Manufacturing AI brokers want efficiency visibility, optimization, and dependable infrastructure. For the instance use case, this integration delivered on all three fronts: attaining 20% token effectivity beneficial properties, 35% accuracy enhancements for the instance use case, and performance-tuned GPU infrastructure calibrated for goal concurrency. By combining Strands Brokers for foundational agent improvement and orchestration, the NVIDIA NeMo Agent Toolkit for deep agent profiling, optimization, and right-sizing manufacturing GPU infrastructure, and Amazon Bedrock AgentCore for safe, scalable agent infrastructure, builders can have an end-to-end resolution that helps present predictable outcomes. Now you can construct, consider, optimize, and deploy brokers at scale on AWS with this built-in resolution. To get began, take a look at the Strands Agents and NeMo Agent Toolkit integration example and deploying Strands Agents and NeMo Agent Toolkit to Amazon Bedrock AgentCore Runtime.

Concerning the authors

Kosti Vasilakakis is a Principal PM at AWS on the Agentic AI staff, the place he has led the design and improvement of a number of Bedrock AgentCore providers from the bottom up, together with Runtime, Browser, Code Interpreter, and Id. He beforehand labored on Amazon SageMaker since its early days, launching AI/ML capabilities now utilized by 1000’s of corporations worldwide. Earlier in his profession, Kosti was a knowledge scientist. Exterior of labor, he builds private productiveness automations, performs tennis, and enjoys life together with his spouse and children.

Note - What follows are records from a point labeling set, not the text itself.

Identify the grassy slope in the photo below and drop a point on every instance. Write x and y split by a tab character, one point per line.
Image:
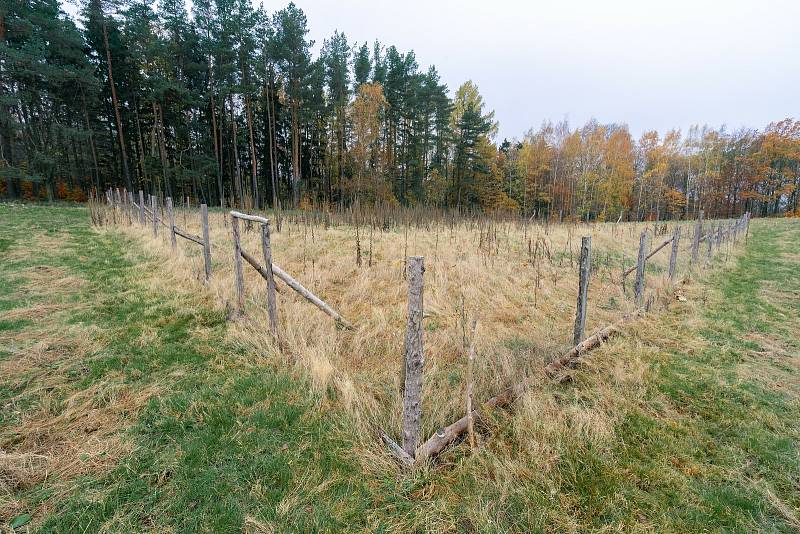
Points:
707	441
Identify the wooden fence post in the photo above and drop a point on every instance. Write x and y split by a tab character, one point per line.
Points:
272	305
237	264
638	287
583	289
171	219
414	357
206	241
673	257
698	232
747	227
155	216
141	207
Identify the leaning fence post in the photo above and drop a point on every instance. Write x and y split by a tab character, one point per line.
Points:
638	287
583	289
237	264
141	207
414	357
206	241
698	232
171	219
747	227
155	217
673	257
272	305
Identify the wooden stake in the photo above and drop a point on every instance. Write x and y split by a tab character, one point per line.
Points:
698	231
470	382
237	264
673	257
583	289
414	357
155	216
206	241
638	287
171	219
272	306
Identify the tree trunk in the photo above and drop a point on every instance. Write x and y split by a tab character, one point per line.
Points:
117	115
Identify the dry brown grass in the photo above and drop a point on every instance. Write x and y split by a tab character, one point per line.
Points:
525	302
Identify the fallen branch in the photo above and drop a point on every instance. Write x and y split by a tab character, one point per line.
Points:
186	235
297	286
569	359
447	435
397	450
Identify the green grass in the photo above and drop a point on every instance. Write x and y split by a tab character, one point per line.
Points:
708	442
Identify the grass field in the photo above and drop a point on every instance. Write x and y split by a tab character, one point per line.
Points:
130	404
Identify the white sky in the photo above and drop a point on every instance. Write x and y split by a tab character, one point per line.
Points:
650	64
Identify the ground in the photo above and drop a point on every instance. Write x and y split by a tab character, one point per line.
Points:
127	406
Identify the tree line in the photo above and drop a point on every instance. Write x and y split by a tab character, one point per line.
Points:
227	104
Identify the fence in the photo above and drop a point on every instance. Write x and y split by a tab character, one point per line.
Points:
412	450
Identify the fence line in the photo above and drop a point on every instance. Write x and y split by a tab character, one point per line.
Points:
413	451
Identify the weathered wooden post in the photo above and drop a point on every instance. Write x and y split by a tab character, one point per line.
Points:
414	357
155	217
583	289
747	227
272	305
698	232
673	257
638	288
171	219
141	207
206	241
237	265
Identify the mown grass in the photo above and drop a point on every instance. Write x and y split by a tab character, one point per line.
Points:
688	423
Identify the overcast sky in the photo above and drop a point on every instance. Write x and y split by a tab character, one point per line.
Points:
650	64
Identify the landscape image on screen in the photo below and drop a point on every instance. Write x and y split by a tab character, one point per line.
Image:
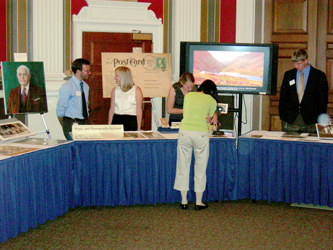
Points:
229	68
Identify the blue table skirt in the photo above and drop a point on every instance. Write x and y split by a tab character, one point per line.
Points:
288	171
38	186
34	188
143	172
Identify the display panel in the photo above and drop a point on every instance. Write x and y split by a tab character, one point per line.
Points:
235	68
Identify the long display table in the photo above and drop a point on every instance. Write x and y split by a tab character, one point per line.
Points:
38	186
296	171
41	185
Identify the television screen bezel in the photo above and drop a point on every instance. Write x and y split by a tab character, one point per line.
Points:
270	63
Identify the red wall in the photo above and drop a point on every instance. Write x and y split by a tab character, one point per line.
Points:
228	21
3	36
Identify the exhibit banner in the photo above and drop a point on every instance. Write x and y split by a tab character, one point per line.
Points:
150	71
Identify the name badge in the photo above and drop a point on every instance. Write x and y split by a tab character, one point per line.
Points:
292	82
131	98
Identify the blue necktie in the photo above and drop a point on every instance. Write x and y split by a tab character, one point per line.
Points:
84	104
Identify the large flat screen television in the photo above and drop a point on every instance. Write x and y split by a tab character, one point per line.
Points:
234	67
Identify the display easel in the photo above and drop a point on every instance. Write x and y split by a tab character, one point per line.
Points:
239	111
155	115
46	129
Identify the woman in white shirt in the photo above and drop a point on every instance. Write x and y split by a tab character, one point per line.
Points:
126	101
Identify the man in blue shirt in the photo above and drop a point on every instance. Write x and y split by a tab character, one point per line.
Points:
72	105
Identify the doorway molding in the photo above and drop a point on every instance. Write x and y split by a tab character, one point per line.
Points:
116	17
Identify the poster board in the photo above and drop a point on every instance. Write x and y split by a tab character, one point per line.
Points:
36	94
150	71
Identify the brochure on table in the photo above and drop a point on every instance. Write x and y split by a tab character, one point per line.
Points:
110	132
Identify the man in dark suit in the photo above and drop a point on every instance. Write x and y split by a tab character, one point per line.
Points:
27	97
303	96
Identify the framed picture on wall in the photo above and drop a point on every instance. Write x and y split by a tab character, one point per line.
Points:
24	87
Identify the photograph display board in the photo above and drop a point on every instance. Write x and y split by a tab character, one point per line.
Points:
325	132
12	129
150	71
24	87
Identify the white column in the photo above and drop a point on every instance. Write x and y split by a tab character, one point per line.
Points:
186	23
48	39
47	47
246	13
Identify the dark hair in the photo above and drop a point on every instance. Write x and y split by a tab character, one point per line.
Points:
78	63
299	55
184	78
209	88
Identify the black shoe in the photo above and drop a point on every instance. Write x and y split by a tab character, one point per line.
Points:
200	207
183	206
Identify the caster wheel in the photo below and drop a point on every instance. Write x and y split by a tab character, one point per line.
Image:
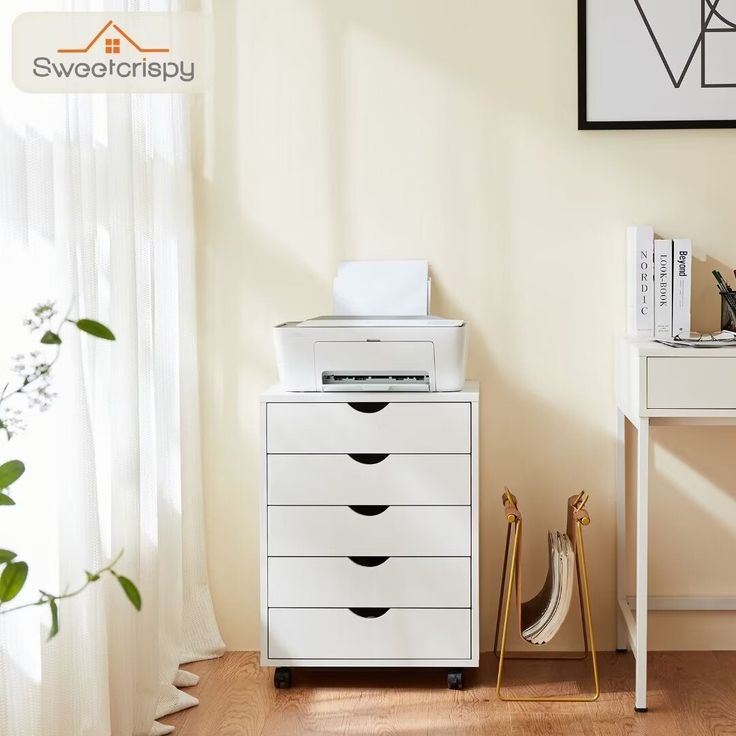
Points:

Sagar Murthy is an agentic AI GTM chief at AWS, the place he collaborates with frontier basis mannequin companions, agentic frameworks, startups, and enterprise prospects to evangelize AI and knowledge improvements, open-source options, and scale impactful partnerships. With collaboration experiences spanning knowledge, cloud and AI, he brings a mix of technical options background and enterprise outcomes focus to please builders and prospects.

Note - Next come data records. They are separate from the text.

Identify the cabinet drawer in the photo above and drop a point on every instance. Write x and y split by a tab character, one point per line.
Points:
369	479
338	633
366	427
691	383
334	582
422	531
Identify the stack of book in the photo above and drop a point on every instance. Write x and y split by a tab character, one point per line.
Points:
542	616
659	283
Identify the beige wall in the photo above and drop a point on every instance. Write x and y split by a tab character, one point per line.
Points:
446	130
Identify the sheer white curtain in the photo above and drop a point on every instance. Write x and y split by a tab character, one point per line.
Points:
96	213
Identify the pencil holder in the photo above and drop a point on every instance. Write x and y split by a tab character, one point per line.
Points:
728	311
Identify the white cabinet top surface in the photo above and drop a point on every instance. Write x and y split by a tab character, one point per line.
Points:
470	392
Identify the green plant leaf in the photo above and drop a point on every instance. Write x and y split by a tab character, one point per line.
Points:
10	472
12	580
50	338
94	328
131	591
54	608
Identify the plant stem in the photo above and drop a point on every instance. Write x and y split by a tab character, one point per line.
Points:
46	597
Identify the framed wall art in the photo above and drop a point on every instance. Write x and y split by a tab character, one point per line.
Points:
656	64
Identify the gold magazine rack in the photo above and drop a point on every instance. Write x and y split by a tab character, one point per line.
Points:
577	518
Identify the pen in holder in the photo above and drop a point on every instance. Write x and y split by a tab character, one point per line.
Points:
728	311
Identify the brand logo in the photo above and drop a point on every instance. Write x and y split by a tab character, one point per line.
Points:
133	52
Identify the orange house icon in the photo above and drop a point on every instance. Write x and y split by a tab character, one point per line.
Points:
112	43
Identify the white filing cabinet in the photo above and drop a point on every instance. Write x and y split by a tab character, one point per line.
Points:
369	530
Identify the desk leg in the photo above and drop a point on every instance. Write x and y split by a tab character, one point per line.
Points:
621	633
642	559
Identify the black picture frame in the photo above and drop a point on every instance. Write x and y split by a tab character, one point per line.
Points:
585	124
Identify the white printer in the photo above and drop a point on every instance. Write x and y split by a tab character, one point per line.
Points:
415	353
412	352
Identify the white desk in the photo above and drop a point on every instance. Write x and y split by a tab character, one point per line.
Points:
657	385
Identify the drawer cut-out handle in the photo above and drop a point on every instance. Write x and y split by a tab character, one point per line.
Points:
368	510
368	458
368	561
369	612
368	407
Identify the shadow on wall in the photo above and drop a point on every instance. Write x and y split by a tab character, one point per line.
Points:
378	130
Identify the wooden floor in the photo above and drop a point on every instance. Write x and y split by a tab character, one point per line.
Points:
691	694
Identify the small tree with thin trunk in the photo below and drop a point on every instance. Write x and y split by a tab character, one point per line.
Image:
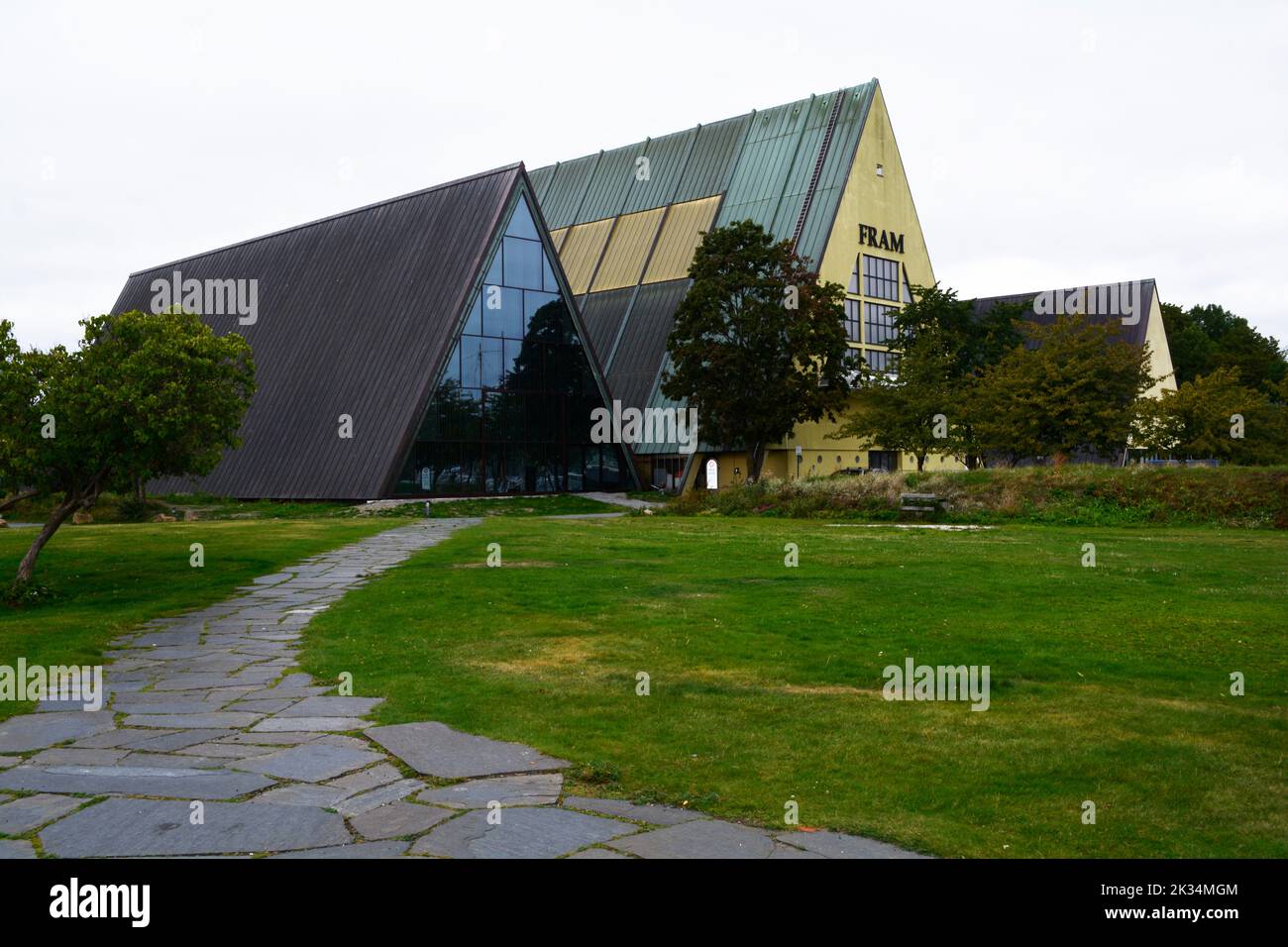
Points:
145	395
758	344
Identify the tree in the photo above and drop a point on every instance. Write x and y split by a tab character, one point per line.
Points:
145	395
1206	338
17	401
1072	388
1215	416
940	346
758	344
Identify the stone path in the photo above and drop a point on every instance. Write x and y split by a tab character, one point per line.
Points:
211	746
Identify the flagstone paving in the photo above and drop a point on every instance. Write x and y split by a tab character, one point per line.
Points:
210	745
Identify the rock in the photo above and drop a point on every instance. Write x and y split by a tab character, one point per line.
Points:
526	832
142	827
652	814
539	789
436	749
699	839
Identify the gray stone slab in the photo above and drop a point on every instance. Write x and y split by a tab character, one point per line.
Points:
699	839
142	827
175	740
24	814
134	781
292	738
619	808
171	761
362	849
309	763
228	751
535	789
782	851
398	819
72	757
226	719
333	706
263	706
304	793
16	848
381	795
438	750
597	853
308	724
189	706
38	731
840	845
368	779
114	738
523	832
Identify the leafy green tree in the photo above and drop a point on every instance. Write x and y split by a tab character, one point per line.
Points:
145	395
907	411
1072	388
941	347
17	414
758	344
1206	338
1199	420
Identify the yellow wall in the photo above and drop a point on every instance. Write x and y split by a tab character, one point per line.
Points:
1159	354
884	202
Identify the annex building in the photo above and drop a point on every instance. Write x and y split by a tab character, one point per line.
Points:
458	339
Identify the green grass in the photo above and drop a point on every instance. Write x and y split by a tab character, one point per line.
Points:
107	579
554	505
1108	684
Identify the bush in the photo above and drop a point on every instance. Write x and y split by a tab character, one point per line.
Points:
1070	495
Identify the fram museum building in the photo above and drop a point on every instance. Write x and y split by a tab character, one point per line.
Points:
460	339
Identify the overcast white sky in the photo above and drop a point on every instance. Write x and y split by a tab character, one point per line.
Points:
1047	145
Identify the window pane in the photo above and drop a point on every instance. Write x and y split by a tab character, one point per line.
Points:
522	263
471	361
475	322
520	223
490	354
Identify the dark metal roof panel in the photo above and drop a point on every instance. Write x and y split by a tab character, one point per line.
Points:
643	346
541	180
353	315
567	189
836	170
666	161
712	158
1113	307
605	193
601	315
764	165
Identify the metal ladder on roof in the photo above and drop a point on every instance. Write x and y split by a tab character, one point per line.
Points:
818	167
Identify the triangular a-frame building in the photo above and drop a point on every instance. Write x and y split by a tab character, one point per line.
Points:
421	346
823	171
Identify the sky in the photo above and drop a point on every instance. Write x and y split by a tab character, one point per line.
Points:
1047	145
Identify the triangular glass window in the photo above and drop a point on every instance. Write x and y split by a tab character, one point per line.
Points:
511	411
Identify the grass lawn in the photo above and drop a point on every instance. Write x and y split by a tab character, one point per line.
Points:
107	579
1108	684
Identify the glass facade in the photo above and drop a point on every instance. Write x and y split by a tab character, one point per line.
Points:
511	411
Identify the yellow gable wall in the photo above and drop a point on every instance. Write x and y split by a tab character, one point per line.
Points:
884	202
1159	354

Chris Smith is a Options Architect at AWS specializing in AI-powered automation and enterprise AI agent orchestration. With over a decade of expertise architecting options on the intersection of generative AI, cloud computing, and programs integration, he helps organizations design and deploy agent programs that rework rising applied sciences into measurable enterprise outcomes. His work spans technical structure, security-first implementation, and cross-functional staff management.

Ranjit Rajan is a Senior Options Architect at NVIDIA, the place he helps prospects design and construct options spanning generative AI, agentic AI, and accelerated multi-modal knowledge processing pipelines for pre-training and fine-tuning basis fashions.

Abdullahi Olaoye is a Senior AI Options Architect at NVIDIA, specializing in integrating NVIDIA AI libraries, frameworks, and merchandise with cloud AI providers and open-source instruments to optimize AI mannequin deployment, inference, and generative AI workflows. He collaborates with AWS to reinforce AI workload efficiency and drive adoption of NVIDIA-powered AI and generative AI options.

Abhishek Sawarkar is a product supervisor within the NVIDIA AI Enterprise staff engaged on Agentic AI. He focuses on product technique and roadmap of integrating Agentic AI library in associate platforms & enhancing person expertise on accelerated computing for AI Brokers.